In addition to the focal areas, it is important to be thoughtful when it comes to the selection of evaluation criteria. Traditionally, the quality of MHPSS has been approached strongly in terms of effectiveness, which is beyond doubt imperative, yet quality has more faces. Typical health care quality criteria such as efficiency, need-centeredness, safety, timeliness and equity are applicable to MHPSS (Dückers & Thormar, 2015). In principle, any meaningful normative or ethical criterion might be relevant, especially if it matters to the beneficiaries − survivors, victims, patients, affected citizens. So, ask them what they expect and need (under the realisation that needs change over time), discuss whether this is feasible or realistic, and then evaluate whether services live up to it.

What is more, particularly ironic in a journal carrying the title Intervention is to consider whether intervention is always better than waiting. If we assume that people are resilient or are able to recover themselves, it might not be necessary in each situation to intervene. In the two-dimensional evaluation model proposed by Dückers and Thormar (2015), MHPSS quality (reflected in evaluation scores) is linked to the behavioural attitude of interveners toward particular target groups of MHPSS beneficiaries. Evaluation scores can differ between low or high and the behavioural attitude can range from passive to active or waiting versus intervention. The model is shown in [Figure 1]. The attitude toward beneficiaries can be plotted somewhere along the parabolic shape, depending on the evaluation score. When a response after a disaster is situated in the upper half, it scores positively; (watchful) waiting or intervention is indicative for high quality or good practice until the threshold to negative scores (the horizontal marker) is crossed downwards into the realm of bad practice. On each side of the parabola, the quality of MHPSS deteriorates after crossing the threshold, and reaches the point where an approach is either too passive or active, respectively, overestimates or underestimates the resilience of individuals and communities. Low evaluation scores on the passive end of the behavioural spectrum are caused by neglect, disregard or a lack of insight, capacity or opportunity. Low evaluation scores on the active side suffer from overattention, newly created problems and wasted resources. Evaluation scores can be linked to different focal areas and can reflect different evaluation criteria. Examples are included in [Figure 1].

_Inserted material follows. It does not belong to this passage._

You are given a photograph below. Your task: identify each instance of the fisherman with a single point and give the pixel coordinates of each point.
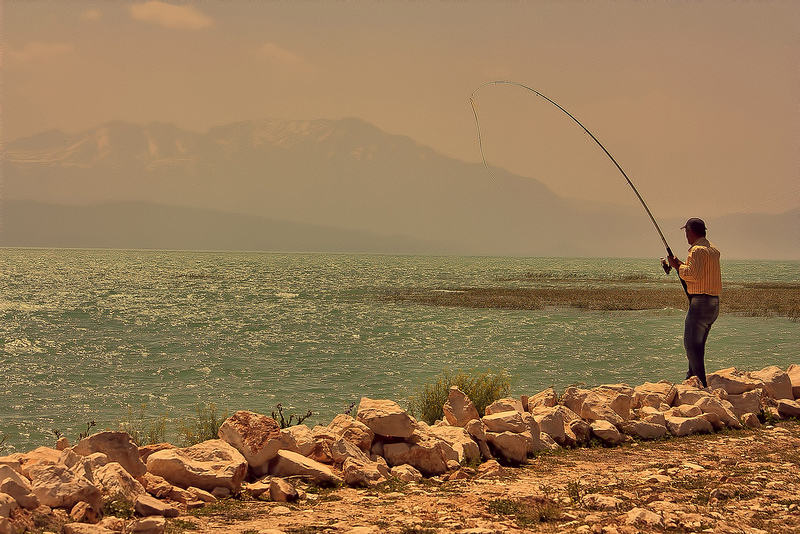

Figure 1 The Importance of Attitude in Disaster Response Evaluations. Note. Disaster response evaluations can result in positive or negative conclusions. Figure 1 shows how quality aspects of the response can be connected to the attitude toward affected individuals or groups. The parabolic shape depicts the possible positions of a particular response that can be more or less passive or active and more or less positively reviewed. The vertical line in the middle marks the boundary between a passive and an active response. The horizontal line in the middle marks the point where positive evaluations (high quality, “good practice”) can be distinguished from negative evaluations (low quality, “bad practice”). Evaluation findings can roughly be categorised in four quadrants. Examples of possible evaluation results are given for each quadrant. Ideally, evaluations include perspectives of different stakeholders in the response, including the target groups, policy makers and service providers. Source: Adapted from Dückers & Thormar (2015).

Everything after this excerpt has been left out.